Einen Schutzkäfig für den Abfall gebaut

Dschungel-Trauben, Baumwolle und lokale Feigen, die nach Karton schmecken

Kleine, säuerliche und wohlschmeckende Beeren produziert nun unsere gut verwurzelte Dschungel-Traube. Fotos: hf
Kleine, säuerliche und wohlschmeckende Beeren produziert nun unsere gut verwurzelte Dschungel-Traube. Fotos: hf

Eine Riesensauerei: Nachbarn werfen ihren Abfall in unsere Tonne an der Straße. Streunende Hunde kippen die Tonne und zerreißen die Abfallsäcke. Wie grauenhaft das jeweils aussieht!

Ordentlich steht jetzt der Abfall da.
Ordentlich steht jetzt der Abfall da.

Einmal habe ich einen Deutschsprachigen zur Rede gestellt: Er hielt sein Auto vor unserer Tonne an und platzierte darin aus seinem Kofferraum drei schwarze, prall gefüllte Abfallsäcke. Was er denn da mache, wollte ich wissen?
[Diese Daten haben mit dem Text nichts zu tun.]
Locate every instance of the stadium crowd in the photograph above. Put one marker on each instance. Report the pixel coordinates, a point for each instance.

Baumwolle produziert schöne Blüten.
Baumwolle produziert schöne Blüten.

Er erklärte, er habe sein Haus weiter hinten an unserer Straße und habe bei Huay Yai City Hall eine eigene Tonne verlangt, er zahle ja auch die Abfallgebühren. Doch dort sei ihm beschieden worden, es gebe an der Straße bereits genug Mülltonnen, er solle seinen Müll einfach in den bestehenden entsorgen.

Keine fruchtlosen Diskussionen führen

Nun bin ich seit bald dreißig Jahren in diesem Land und weigere mich aus Erfahrung, sinnlose Diskussionen zu führen, sei es mit der City Hall oder diesem Deutschsprachigen, der überhaupt nichts dafür kann. Ich habe mich vielmehr zur Eigeninitiative entschlossen, selbst ist der Mann.
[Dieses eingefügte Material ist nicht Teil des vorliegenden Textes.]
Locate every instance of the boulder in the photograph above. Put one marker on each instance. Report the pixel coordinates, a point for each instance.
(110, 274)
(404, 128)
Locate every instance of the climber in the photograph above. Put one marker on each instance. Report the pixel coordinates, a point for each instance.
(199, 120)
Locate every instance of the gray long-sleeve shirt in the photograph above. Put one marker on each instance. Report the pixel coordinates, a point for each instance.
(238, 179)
Ich ließ meine Thai-Angestellten eine Betonplatte gießen, 1,00 Meter auf 1,50 Meter. Sie ist umgeben von einem Metallzaun (1,20 Meter hoch) mit abschließbarer Türe. Darin steht nun unsere Tonne, kann von den streunenden Hunden nicht mehr umgekippt werden und sollte sie überquellen, ist das auch kein Problem.

Einmal wurde unsere Tonne bereits geleert, und die Abfallleute haben nicht nur die Tonne wieder in die Umzäunung verbracht, sondern auch die Türe wieder geschlossen. Vielleicht funktioniert unsere Maßnahme also, die mich rund 3.000 Baht gekostet hat, ich bin jedenfalls vorsichtig optimistisch…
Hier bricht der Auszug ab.